A polícia prende uma pessoa a cada sete estupros registrados no Estado de São Paulo, em média. As informações são da Polícia Civil, obtidas via Lei de Acesso à Informação (LAI) pelo Reticência Jornalística e são referentes ao período de janeiro de 2016 a março deste ano.

Nesse intervalo, 3.643 suspeitos do crime foram detidos, em flagrante ou por mandado – 15% em relação aos 24.362 estupros denunciados em delegacias paulistas. A proporção tem diminuído: em 2016 era de 16%, em 2017 era de 15% e a média de 2018 chega a 14%.

Por dia, 4,5 pessoas são presas acusadas de estupro. Por hora, 1,2 caso do tipo é denunciado por vítimas ou terceiros. Os dados do delito são da Secretaria da Segurança Pública (SSP). De acordo com a Polícia Civil, não há levantamento específico de prisões antes de 2016.
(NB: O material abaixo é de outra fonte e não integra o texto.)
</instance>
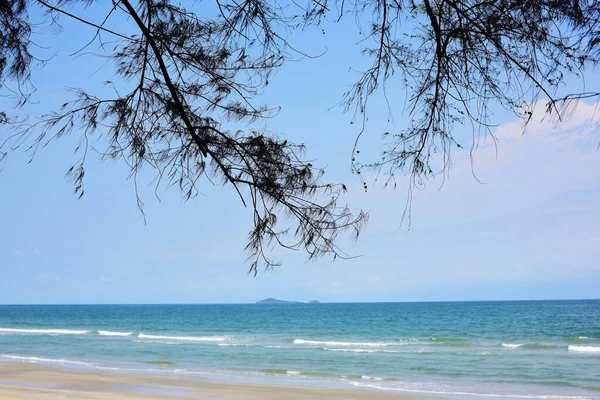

Estupros em São Paulo: registros e suspeitos detidos

A quantidade de pessoas detidas é inversamente proporcional à quantidade de boletins de ocorrência com autoria conhecida, ou seja, que se sabe o nome do suspeito. “Entre 70% e 80% dos estupros, o autor pertence ao círculo social da vítima, permitindo sua identificação”, afirma mensalmente o secretário da Segurança, Mágino Alves Barbosa Filho.

A SSP pontua que a diferença entre identificação (sete ou oito a cada dez) e prisões deve-se ao fato de que “a vítima indicar o autor não é certeza da coleta de provas”. Para a pasta, a demora no tempo entre o acontecimento e o registro causa a perda de provas indispensáveis para a apuração. Por exemplo, exames médicos podem ser inúteis para evidências “perecíveis”.

Nem todos os casos são investigados

Apenas 66.987 inquéritos policiais foram iniciados a partir dos 78.995 estupros registrados de janeiro de 2011 até março de 2018, segundo a Polícia Civil. Os dados também foram obtidos via LAI. Com isso, a taxa de investigação no período é de 85% e não de 100%.

Em nota, o governo afirmou que “os crimes de estupro possuem ação penal pública condicionada à representação da vítima em até seis meses após o registro do fato, do contrário simplesmente não haverá processo, por mais que haja elementos que apontem o crime”.

Entre os inquéritos instaurados nesse período, cerca de 17% foram esclarecidos – 11.166 ao todo – e isso não significa necessariamente a prisão do autor, mas pode ser apenas a identificação, por exemplo. O total já foi maior no Estado: era de 21% em 2011 e chegou a 15% em 2017.

tabelaestupros

Desde 2011, quando começou a primeira gestão de Geraldo Alckmin (PSDB) no governo de SP, os estupros só não aumentaram em dois anos, 2014 e 2015. Na época, o hoje pré-candidato à presidência tinha na pasta de Segurança Alexandre de Moraes – agora ministro do Supremo Tribunal Federal (STF) –, que por sua vez tinha Mágino como braço direito.

Aumento nos crimes

Os primeiros quatro meses de 2018 tiveram um registro de 4.177 estupros. Mantida a proporção, o total deste ano será ainda maior que o registrado em 2017 – cerca de 13%. Conforme o Reticência Jornalística divulgou com exclusividade em maio, são sete meses seguidos de altas.

Para combater o crime, a SSP informa que tem desenvolvido, em parceria com o Ministério Público, Poder Judiciário e Secretaria de Transportes “ações e campanhas para fomentar o registro dos crimes sexuais” e isso justificaria o aumento no número de registros.

Quantidade de estupros por ano no Estado de São Paulo de 2011 a 2017

Assessoria de imprensa

Procurada desde 12 horas do dia 29 de maio de 2018, a assessoria de imprensa da Secretaria da Segurança, comandada por Patrícia Paz (da terceirizada In Press Porter Novelli), só respondeu aos questionamentos às 9 horas de 7 de junho, após o Reticência Jornalística acionar pessoalmente o secretário Mágino Alves Barbosa Filho.